USS, Nippon signal possible legal action
U.S. Steel and Nippon issued a joint statement on Friday, lamenting the decision and hinting at possible litigation.
“We are dismayed by President Biden’s decision to block Nippon Steel’s acquisition of U.S. Steel, which reflects a clear violation of due process and the law governing CFIUS,” the companies said.
They claimed the process was “manipulated to advance President Biden’s political agenda,” adding that the president’s statement does not “present any credible evidence of a national security issue.”
“Blocking this transaction means denying billions of committed investment to extend the life of U.S. Steel’s aging facilities and putting thousands of good-paying, family-sustaining union jobs at risk,” according to the companies.

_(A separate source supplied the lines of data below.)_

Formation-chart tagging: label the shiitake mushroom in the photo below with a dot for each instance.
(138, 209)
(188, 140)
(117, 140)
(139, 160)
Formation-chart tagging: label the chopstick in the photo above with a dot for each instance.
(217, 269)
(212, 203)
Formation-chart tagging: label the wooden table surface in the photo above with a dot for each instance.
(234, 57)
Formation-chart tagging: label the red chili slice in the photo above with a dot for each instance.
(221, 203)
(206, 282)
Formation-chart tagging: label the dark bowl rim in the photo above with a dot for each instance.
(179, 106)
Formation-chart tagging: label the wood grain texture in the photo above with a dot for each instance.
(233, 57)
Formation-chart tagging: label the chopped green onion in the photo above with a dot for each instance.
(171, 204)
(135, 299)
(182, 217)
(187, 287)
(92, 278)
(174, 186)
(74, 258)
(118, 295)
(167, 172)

Additionally, the companies disputed the CFIUS ruling.
“The record before CFIUS is abundantly clear that this transaction, with the commitments made by Nippon Steel, would strengthen, not weaken, national security,” they said. “Yet, it is clear that the CFIUS process was deeply corrupted by politics, and the outcome was pre-determined.”
Finally, USS and Nippon indicated they are open to pursuing legal remedies for the situation.

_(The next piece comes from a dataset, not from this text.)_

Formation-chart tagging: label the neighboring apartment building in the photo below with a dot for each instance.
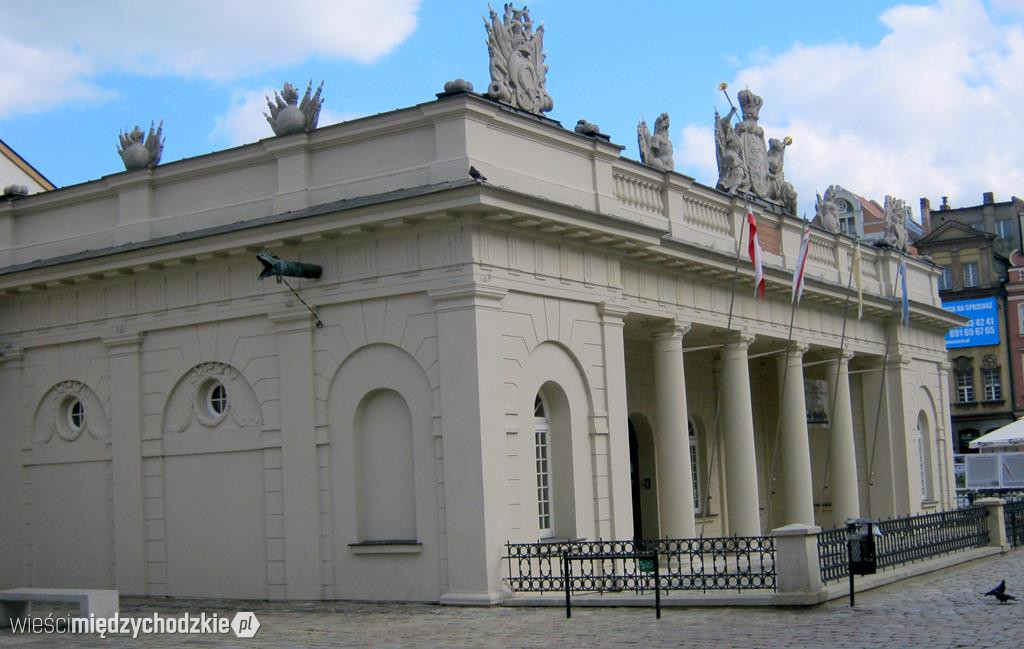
(14, 170)
(1015, 329)
(972, 284)
(999, 219)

“Following President Biden’s decision, we are left with no choice but to take all appropriate action to protect our legal rights,” USS and Nippon said.
SMU reported in November that Nippon was considering suing the US government if the deal didn’t pass through.
Nippon’s Representative Director, Chairman, and CEO Eiji Hashimoto claimed in the Japanese periodical Bunshun that if the US government reaches “the wrong conclusion without following legitimate procedures, we’re prepared to sue.”
USW cheers
Critical of the deal from the outset, the USW applauded the president’s decision.
“The USW welcomes President Biden’s decision to block the U.S. Steel-Nippon deal. We have no doubt that it’s the right move for our members and our national security,” USW International President David McCall said in a statement on Friday.
“Throughout the past year, as the proposed transaction was under review, our union’s first and only concern has been the long-term viability of our facilities as we look to ensure a strong domestic steel industry well into the future,” McCall added.
He said it was clear from U.S. Steel’s recent financial performance “that it can easily remain a strong and resilient company.”
“We now call on U.S. Steel’s board of directors to take the necessary steps to allow it to further flourish and remain profitable,” McCall said.
CRU’s Josh Spoores weighs in
Regarding the decision, CRU Principal Analyst Josh Spoores said, “I feel it’s just highly politicized, and that was the lever used to make the decision come about.”
As to what comes next and whether the deal is fully done, Spoores said, “It appears that this closes out this transaction, but it may not be fully over yet.”
He pointed to Nippon’s threat of legal action: “So there is that possibility that this gets reopened due to legal reasons.”
Spoores alluded to another possibility: “There’s nothing in there that says Nippon can’t come to the US and build a steel mill. They can do it cheaper than buying U.S. Steel, for sure.”
With President-elect Trump taking office in just a few weeks, Spoores noted that could also push the deal into new territory.
Trump recently said that any foreign entity investing a billion dollars in the US will get an expedited approval process.
“He said he’s against it, but he is a deal-maker, a negotiator,” Spoores said, adding: “He wants foreign companies to invest in the US.”
Still another possible outcome could be USS splitting up assets and Nippon picking something up.
“U.S. Steel has some fantastic iron ore reserves that can make low-emission HBI and DRI pellets that can feed an EAF mill,” Spoores said.
“So I think Nippon, if they really want to be in the US, they could work closely with U.S. Steel to form a JV, much like they have with ArcelorMittal at Calvert.”
AM/NS in Calvert, Ala., is a joint venture with a hot strip mill, continuous pickling line, pickle line-tandem cold mill, and galvanized and aluminized coating lines. An electric-arc furnace is also being added to the facility.
However, Spoores pointed out, “The unfortunate thing is if that goes on, we’re going to see U.S. Steel cut back production somewhere. And it’s really, it’s the union that’s the loser.”
It’s likely that USS would prioritize newer EAF assets like Big River in Arkansas over integrated works that are heavily unionized, such as Mon Valley in Pennsylvania.
“You’re still going to see Nippon enhance their participation in the US, but it comes now at the expense of the union, where, with this acquisition, it was, everybody wins,” Spoores concluded.